Workflow Orchestration

Work Pools and Workers: Deploy Python Securely

June 13, 2024
Avril Aysha
Share

Writing great Python code is one thing. Getting this Python code to run reliably, efficiently and securely in a production environment is another story. This process is known as “deploying your code” or just “deployment”. To deploy Python code well, you will need to consider the type of infrastructure your code will run on, as well as the level of control you will need over this infrastructure. This becomes increasingly important as your workloads scale.

Deploying Python at scale within a serious business operation means dealing with varying infrastructure and security requirements. You can’t simply deploy all your Python scripts without paying careful attention to the kind of infrastructure they are being run on, at least not without being wasteful or insecure. Your operations department might have very different infrastructure needs from your ML teams, for example, or you may need to define security policies and track infrastructure costs separately per team or user. Work Pools and workers give you the granular control and flexibility you need to run jobs efficiently and securely.

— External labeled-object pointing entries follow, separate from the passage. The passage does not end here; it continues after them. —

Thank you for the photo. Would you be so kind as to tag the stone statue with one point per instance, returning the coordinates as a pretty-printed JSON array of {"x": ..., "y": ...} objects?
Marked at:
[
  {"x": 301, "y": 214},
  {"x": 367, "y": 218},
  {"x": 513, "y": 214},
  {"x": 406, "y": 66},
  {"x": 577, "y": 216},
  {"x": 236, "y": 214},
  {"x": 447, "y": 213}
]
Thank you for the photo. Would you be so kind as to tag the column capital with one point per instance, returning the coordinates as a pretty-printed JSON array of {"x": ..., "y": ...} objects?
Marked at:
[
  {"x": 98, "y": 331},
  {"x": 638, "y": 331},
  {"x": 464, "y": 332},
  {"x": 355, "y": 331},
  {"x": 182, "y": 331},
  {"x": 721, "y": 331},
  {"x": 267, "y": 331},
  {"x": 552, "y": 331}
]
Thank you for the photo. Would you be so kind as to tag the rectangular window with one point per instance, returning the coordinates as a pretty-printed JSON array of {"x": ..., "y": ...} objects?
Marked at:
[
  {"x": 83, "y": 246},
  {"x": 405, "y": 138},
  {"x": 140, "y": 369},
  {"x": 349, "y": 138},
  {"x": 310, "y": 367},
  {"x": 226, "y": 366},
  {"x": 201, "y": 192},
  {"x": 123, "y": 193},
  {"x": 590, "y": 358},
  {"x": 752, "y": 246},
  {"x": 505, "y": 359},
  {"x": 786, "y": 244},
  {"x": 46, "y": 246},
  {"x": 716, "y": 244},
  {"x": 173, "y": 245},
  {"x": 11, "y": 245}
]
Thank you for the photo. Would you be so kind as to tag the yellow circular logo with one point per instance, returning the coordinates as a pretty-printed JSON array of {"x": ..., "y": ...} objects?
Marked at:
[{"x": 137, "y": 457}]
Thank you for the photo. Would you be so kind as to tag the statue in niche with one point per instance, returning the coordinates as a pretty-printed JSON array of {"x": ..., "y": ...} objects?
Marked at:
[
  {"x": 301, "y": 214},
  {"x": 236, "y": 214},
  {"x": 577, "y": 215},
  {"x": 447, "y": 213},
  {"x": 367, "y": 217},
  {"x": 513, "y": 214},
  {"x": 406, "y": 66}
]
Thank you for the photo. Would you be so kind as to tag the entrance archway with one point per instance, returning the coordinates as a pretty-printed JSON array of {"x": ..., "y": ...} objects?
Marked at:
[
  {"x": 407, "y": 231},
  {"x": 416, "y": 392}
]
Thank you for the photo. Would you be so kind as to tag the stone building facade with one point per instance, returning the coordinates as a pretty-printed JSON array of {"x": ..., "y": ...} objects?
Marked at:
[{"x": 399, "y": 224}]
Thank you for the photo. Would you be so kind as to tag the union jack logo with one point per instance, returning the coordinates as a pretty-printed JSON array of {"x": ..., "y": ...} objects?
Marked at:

Deploy Python with Prefect

Prefect allows you to deploy Python code in a more secure, robust manner by simplifying the way you manage your infrastructure. Are you orchestrating jobs that run frequently with light infrastructure requirements? Then a simple long-running terminal process that executes your jobs might be enough. But what if you’re trying to run infrequent jobs that need heavy infrastructure and custom environment variables per run? In that case, you will need a way to quickly spin up the required hardware, configure the environment correctly per job and then spin it all down again after the job has completed.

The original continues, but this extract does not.